Revisiting The 10,000 Steps Per Day Recommendation

Physical activity and exercise.

Both strategies help us think about our own health and long term goals. Physical activity (PA) includes all general movement throughout any 24-hour day – gardening, walking, dishes, laundry. Exercises differs such that you exercise with a specific purpose – training for a 5K, lifting weights, learning new boxing moves. Researchers use the former (PA) when developing public health guidelines.

This post follows up to an early BehaviorFit blog – Do You Need 10,000 Steps Every Day?. In that article, I reviewed the history and application of the 10,000 step count rule.

In general, if you hit 10,000 steps per day on average, your health outcomes are better off.

But, the problem with this ever-so-popular number is that 10,000 steps per day was never based on objective research!

What research exists today about 10,000 steps?

Physical activity and public health researchers are now publishing literature concerning a dose/response relationship for steps counts. That is, what is the best “dosage” of steps that yields that best “response” or health outcomes?

Is 10,000 steps per day the best? Can I get by with only 5,000 per day?

To do this, researchers create graphs with best fit lines indicating that the number of steps that reduce risk related to preventable disease (e.g., cardiovascular disease) and mortality. When curves “flatten” out, you can look at the number of steps on the graph to determine the quantity of step that are most beneficial.

How many steps per day I need?

It depends on your age.

Paluch et al (2022) found that step counts around approximately 8,000 steps per day for individuals >60 years old and 6,500 steps per day for individuals <60 years old produced the best dose response relationship.

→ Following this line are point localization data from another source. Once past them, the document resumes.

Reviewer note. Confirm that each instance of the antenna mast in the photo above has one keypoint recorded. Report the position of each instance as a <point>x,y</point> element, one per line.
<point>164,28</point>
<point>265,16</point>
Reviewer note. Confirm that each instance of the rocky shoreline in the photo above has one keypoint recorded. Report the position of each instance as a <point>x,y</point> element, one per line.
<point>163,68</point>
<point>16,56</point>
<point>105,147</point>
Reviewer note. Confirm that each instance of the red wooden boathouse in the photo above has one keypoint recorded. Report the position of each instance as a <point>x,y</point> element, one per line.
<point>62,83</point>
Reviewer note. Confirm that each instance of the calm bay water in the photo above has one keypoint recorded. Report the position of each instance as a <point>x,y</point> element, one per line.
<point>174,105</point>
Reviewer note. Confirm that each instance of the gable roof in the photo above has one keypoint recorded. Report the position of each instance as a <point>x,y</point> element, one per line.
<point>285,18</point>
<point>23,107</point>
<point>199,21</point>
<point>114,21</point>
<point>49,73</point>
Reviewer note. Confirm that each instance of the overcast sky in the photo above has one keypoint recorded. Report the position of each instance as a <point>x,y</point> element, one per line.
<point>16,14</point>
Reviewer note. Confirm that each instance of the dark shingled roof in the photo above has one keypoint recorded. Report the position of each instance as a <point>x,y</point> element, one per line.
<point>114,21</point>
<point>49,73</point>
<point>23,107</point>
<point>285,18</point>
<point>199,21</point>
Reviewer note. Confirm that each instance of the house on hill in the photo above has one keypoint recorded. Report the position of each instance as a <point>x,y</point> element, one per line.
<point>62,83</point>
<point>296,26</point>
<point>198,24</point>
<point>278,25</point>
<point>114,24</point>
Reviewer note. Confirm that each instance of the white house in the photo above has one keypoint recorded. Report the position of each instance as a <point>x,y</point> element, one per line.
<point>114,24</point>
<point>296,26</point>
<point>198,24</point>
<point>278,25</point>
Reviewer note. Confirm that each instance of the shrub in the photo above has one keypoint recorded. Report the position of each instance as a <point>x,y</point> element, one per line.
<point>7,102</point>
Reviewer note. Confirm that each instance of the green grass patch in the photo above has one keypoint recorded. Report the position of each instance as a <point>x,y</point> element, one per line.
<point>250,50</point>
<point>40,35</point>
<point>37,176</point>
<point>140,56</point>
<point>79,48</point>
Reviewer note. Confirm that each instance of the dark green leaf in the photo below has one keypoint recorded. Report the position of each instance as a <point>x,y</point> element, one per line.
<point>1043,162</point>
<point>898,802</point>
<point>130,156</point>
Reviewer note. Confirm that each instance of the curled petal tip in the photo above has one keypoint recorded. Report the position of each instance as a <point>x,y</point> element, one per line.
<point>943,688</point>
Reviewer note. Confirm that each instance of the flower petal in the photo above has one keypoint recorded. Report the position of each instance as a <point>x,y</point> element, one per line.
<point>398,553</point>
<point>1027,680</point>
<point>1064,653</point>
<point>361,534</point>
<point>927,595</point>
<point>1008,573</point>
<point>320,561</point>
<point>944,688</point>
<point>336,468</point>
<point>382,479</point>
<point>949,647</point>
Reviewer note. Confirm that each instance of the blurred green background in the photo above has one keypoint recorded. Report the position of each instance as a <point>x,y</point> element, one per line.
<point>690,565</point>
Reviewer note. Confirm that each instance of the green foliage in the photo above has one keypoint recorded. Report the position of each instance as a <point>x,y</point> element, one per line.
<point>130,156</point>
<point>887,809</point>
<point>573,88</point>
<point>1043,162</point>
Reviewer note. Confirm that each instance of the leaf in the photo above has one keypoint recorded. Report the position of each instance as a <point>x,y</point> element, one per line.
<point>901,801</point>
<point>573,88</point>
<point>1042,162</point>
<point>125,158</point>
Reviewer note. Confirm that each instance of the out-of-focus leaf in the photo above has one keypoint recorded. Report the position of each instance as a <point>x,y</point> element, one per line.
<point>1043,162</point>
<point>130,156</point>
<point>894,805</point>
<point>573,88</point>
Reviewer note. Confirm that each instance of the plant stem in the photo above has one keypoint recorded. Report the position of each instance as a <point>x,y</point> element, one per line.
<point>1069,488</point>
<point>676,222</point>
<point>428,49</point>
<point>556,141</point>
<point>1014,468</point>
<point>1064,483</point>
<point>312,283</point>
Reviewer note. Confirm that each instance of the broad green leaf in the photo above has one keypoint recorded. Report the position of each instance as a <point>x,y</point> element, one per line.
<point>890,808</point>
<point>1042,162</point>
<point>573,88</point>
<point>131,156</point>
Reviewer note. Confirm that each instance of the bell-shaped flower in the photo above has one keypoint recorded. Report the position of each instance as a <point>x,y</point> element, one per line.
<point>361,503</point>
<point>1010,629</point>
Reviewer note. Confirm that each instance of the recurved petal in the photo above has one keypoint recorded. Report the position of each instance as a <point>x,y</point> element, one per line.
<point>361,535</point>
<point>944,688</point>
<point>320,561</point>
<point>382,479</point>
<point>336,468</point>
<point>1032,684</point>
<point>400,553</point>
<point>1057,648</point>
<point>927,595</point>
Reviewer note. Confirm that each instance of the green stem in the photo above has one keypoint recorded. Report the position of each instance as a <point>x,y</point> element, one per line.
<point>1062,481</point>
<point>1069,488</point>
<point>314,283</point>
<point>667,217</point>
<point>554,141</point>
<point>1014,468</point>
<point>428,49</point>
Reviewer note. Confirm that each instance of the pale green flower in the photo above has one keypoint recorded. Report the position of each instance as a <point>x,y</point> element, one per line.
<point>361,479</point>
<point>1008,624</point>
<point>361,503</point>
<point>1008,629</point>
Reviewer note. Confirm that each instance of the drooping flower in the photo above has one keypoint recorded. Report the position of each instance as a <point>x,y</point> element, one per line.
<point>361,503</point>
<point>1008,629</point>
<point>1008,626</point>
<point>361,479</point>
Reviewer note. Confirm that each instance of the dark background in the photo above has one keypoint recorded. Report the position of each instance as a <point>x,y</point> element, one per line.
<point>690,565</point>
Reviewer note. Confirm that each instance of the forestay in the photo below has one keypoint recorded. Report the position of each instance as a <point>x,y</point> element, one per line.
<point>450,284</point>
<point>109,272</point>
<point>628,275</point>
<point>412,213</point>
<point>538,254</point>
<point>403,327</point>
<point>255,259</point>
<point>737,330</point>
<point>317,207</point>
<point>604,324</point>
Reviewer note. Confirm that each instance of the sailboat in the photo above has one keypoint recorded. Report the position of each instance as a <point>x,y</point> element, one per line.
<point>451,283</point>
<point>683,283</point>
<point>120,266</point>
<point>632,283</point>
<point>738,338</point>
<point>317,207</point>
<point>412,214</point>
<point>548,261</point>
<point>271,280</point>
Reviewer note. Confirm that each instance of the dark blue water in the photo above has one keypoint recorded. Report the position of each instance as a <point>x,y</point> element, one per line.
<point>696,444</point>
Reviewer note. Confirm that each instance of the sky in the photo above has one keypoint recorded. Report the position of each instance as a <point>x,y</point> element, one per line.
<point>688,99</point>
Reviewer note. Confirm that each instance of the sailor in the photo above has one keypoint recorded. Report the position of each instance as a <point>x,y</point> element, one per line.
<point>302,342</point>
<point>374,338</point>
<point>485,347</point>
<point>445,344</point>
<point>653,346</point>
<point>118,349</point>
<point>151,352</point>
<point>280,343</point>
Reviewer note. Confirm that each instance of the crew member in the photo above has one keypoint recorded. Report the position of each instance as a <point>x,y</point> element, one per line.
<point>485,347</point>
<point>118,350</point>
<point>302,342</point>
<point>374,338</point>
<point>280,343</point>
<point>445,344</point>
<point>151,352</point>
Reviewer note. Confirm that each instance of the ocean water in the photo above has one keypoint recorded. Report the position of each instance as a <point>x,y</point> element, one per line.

Again, following the orange and blue lines you oversee the benefits shrinking past those two thresholds. We obtain most of the benefit from additional steps from 5,000 to 8,000 steps per day for the younger crowd and 3,000 to 6,500 steps per day for the older crowd.

Final steps…

Similar studies describe objective benefits sliced differently across health outcomes and demographics. While 10,000 steps per day is an easy recommendation to follow, we are only recently learning that we actually reap the most benefit – as measured by this study – lower steps counts per day.

Of course, other benefits accompany regular movement throughout the day (reducing sitting is beneficial, exercise is important).

Keep moving.

Reference

Paluch, A. E., Bajpai, S., Bassett, D. R., Carnethon, M. R., Ekelund, U., Evenson, K. R., … & Fulton, J. E. (2022). Daily steps and all-cause mortality: a meta-analysis of 15 international cohorts. The Lancet Public Health, 7(3), e219-e228.